Before setting out on this trip, I was very nervous. In my day job at the Times, I extensively pre-produce my videos–I’ve interviewed the main subject or subjects multiple times, written a backup script, and have an extremely clear idea of what the final edit will look like before going into the field. The goal is for the field production to be streamlined, simply checking off a list. Without fully realizing it, my day to day has lost a bit of the magic that got me addicted to reporting–the on-the-ground discovery, the spontaneity. Throughout this fellowship, I got to feel that again.

My partner Alex and I prepared as much as we could, but our day job responsibilities limited the time we could spend on pre-production. While we lined up several interviews and contacts with organizations we knew could help set things up for us on the ground, we went in without a schedule. Usually I know the answers to all the questions I’m going to ask the subject; this time, we only went in with questions. At first, I was terrified and full of self-doubt: did we do enough to prepare? How will we possibly get something done? What more could we have done to know ahead of time exactly what we’re going to get out of every day and each source? Speaking with the other fellows was comforting since everyone was also nervous at first about not having worked enough to prepare things beforehand.

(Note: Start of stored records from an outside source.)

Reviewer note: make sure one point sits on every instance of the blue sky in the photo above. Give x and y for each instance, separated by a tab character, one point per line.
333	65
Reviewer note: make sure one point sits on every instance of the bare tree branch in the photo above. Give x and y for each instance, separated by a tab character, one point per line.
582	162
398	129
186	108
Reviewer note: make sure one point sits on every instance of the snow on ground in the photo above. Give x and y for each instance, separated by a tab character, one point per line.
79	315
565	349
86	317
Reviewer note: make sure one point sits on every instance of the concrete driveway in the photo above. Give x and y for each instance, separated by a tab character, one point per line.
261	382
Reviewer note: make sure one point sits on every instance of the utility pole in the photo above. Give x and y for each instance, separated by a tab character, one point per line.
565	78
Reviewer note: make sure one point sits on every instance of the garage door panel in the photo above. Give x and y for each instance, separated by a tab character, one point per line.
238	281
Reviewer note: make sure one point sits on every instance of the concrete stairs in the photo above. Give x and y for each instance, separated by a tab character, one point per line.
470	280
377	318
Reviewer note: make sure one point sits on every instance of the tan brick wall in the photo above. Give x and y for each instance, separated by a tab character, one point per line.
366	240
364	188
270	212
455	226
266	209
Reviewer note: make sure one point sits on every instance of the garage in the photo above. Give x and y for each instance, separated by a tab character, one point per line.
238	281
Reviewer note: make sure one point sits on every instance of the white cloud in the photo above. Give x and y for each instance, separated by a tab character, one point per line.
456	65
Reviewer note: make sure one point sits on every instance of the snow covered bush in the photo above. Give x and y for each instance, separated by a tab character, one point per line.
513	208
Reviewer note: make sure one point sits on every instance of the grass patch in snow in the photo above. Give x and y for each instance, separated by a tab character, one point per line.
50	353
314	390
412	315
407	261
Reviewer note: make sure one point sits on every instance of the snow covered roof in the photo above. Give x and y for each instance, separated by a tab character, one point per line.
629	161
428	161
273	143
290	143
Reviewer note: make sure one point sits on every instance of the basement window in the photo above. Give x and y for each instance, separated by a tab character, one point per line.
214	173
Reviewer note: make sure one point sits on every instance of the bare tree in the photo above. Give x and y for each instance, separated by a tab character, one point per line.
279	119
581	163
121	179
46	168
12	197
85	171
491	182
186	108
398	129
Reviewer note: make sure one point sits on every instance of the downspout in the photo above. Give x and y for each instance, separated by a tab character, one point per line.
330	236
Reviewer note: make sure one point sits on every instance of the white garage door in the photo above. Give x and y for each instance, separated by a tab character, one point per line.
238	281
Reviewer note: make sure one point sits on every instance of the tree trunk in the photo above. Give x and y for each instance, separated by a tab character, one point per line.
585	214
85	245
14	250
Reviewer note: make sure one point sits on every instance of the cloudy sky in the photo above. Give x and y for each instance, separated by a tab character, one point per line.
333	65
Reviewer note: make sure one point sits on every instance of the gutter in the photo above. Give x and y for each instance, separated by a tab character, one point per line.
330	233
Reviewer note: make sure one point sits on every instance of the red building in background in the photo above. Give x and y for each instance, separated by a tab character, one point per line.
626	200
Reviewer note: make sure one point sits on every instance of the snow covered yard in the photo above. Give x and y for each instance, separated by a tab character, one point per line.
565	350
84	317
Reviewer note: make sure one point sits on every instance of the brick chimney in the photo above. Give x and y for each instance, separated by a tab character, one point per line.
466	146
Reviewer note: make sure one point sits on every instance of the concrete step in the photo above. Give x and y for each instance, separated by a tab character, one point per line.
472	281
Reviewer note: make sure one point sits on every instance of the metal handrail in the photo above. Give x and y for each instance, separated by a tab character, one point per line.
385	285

I didn’t believe the fixers and the IWMF staff members in the beginning when they assured us everything would work out. But with the help of the incredibly well-connected fixers, those fears did slowly melt away. My anxiety relaxed and I began to embrace the unknown again. I noticed this change in me throughout the last day of reporting. I had done everything to make sure our subject was set long ahead of time, and had tried many times to interview her a second and third time before setting out for Honduras but it never worked. While at the planning meeting the night before, one fixer advised that we just go in the morning to meet her at the protest she was going to and play it by ear. While at the start of the trip I would have been riddled with anxiety, by that point it felt completely like the right thing to do. All this to give a bit of advice to future (videographer) fellows: it will work out, the fixers will help you find your subjects, and you will pursue your story as thoroughly as you can–be flexible, have fun, and lean into the spontaneity!